2006-09-13 12:30:38 · answer #3 · answered by urbancoyote 7 · 1 1

can a neuroscientist recreate your experiance of seeing the Eiffel Tower?

2006-09-13 12:27:11 · answer #4 · answered by Anonymous · 1 0

Good try, but the eiffel tower is verified by millions of french. Just ask one of them. Now if you said do the voices in my head exist, a doctor can put the voices in your head too. Then you would be on to something.

2006-09-13 12:28:44 · answer #5 · answered by Rob 4 · 1 1

No. Don't confuse a lack of absolute reality for the lack of any reality. Reality is constituted through various kinds of communication: language gives it its very structure.

That said, just becuase an ideoreality is a reality doesn't mean that that perspective is of equal value to another- some perceptions are better thought through than others. And an assessment and comparison of these figurative systems is necessary for the existence of realities in the first place: realities are acts of predication that are responses to consciousness of other possibilities for ordering the world.

2006-09-13 12:28:34 · answer #6 · answered by Jim 5 · 0 1

Yes Will, there is an Eiffel Tower but no Santa.

2006-09-13 12:25:16 · answer #7 · answered by retrodragonfly 7 · 2 0

ummm..... i don't know about a neuroscientist part but the eiffel tower does exist in reality

2006-09-13 12:25:46 · answer #8 · answered by skateme 3 · 0 2

recreating something that exist in reality is something entirely different to creating an experience that can not be proven in the physical realm.
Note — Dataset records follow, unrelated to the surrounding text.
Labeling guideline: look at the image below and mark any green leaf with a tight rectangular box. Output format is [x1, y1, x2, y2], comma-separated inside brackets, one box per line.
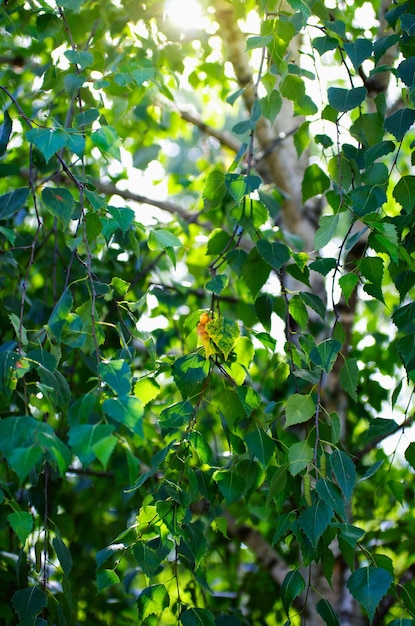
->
[173, 353, 209, 399]
[310, 257, 337, 276]
[398, 57, 415, 87]
[132, 541, 163, 577]
[298, 499, 334, 546]
[188, 431, 212, 463]
[131, 60, 155, 85]
[148, 228, 182, 250]
[347, 567, 393, 622]
[405, 442, 415, 470]
[302, 164, 330, 202]
[68, 424, 115, 465]
[314, 214, 339, 249]
[159, 400, 194, 431]
[99, 360, 132, 396]
[328, 87, 367, 112]
[205, 274, 228, 295]
[244, 429, 275, 466]
[316, 479, 346, 520]
[203, 169, 226, 209]
[206, 317, 240, 360]
[137, 584, 170, 621]
[242, 247, 271, 297]
[0, 109, 12, 157]
[300, 292, 326, 321]
[53, 534, 73, 576]
[74, 108, 100, 128]
[281, 570, 306, 614]
[96, 569, 120, 592]
[103, 396, 144, 436]
[330, 450, 356, 502]
[344, 39, 372, 70]
[364, 418, 398, 443]
[134, 377, 160, 405]
[310, 339, 341, 373]
[288, 440, 313, 476]
[285, 393, 315, 427]
[339, 273, 359, 305]
[64, 49, 93, 69]
[7, 511, 33, 544]
[0, 188, 30, 220]
[92, 126, 121, 160]
[385, 108, 415, 141]
[313, 35, 339, 57]
[26, 127, 67, 162]
[257, 239, 290, 270]
[393, 176, 415, 212]
[316, 599, 340, 626]
[340, 357, 359, 401]
[181, 607, 216, 626]
[11, 587, 47, 621]
[42, 187, 74, 227]
[107, 206, 135, 234]
[214, 469, 246, 504]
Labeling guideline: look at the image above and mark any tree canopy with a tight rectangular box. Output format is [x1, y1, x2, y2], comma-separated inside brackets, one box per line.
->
[1, 0, 415, 624]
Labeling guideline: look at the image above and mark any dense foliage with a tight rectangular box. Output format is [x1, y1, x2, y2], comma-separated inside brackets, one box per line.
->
[1, 0, 415, 624]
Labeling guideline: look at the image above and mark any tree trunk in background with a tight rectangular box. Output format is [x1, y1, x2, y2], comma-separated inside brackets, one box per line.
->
[214, 3, 394, 624]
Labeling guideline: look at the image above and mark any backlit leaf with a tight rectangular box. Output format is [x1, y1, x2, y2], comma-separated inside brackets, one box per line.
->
[137, 584, 169, 621]
[206, 317, 240, 360]
[285, 393, 315, 427]
[7, 511, 33, 544]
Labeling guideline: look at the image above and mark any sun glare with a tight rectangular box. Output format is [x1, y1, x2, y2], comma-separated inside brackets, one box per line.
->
[165, 0, 204, 30]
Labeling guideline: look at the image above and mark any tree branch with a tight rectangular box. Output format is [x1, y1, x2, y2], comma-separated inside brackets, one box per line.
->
[91, 179, 202, 224]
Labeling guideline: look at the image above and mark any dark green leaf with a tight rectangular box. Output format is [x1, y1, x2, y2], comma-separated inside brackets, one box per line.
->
[53, 535, 73, 576]
[244, 429, 275, 466]
[214, 469, 246, 504]
[330, 450, 356, 502]
[405, 442, 415, 470]
[385, 109, 415, 141]
[181, 607, 216, 626]
[347, 567, 393, 622]
[393, 176, 415, 212]
[281, 570, 306, 614]
[205, 274, 228, 295]
[257, 239, 290, 271]
[339, 273, 359, 305]
[340, 357, 359, 400]
[0, 109, 12, 157]
[0, 188, 30, 220]
[344, 39, 372, 70]
[11, 587, 47, 621]
[316, 479, 346, 520]
[298, 499, 334, 546]
[316, 599, 340, 626]
[310, 339, 341, 373]
[26, 127, 67, 162]
[159, 400, 194, 431]
[328, 87, 367, 112]
[312, 36, 338, 56]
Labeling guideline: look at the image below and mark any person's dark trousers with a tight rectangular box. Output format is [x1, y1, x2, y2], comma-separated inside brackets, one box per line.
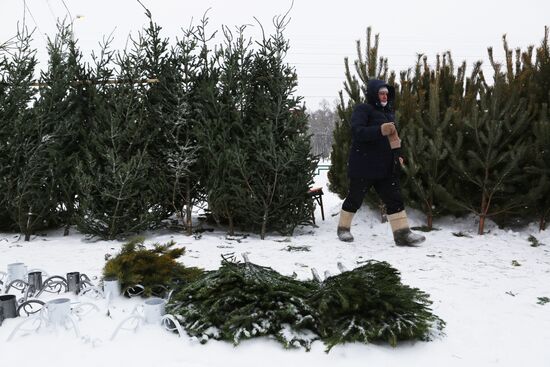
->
[342, 175, 404, 215]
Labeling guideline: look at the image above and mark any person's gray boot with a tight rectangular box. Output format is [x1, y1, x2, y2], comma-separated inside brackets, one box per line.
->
[337, 210, 355, 242]
[387, 210, 425, 247]
[392, 228, 425, 247]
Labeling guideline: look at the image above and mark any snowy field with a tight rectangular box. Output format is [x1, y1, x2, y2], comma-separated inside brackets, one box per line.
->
[1, 167, 550, 367]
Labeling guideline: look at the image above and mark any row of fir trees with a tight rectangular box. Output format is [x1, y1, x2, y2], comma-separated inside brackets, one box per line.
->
[0, 13, 317, 241]
[329, 27, 550, 234]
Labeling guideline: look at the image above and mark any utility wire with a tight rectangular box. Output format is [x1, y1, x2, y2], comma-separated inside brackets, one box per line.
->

What point are you trying to make?

2006-09-13 12:26:36 · answer #9 · answered by Anonymous · 0 2

Yes,it does exist. I have been there and seen it. As to your other questions, I don't know. It hurts my brain too much...lol

2006-09-13 12:31:15 · answer #10 · answered by altruistic 6 · 1 1

If it doesn't exist, then I was standing on air for a few hours, and that's no good.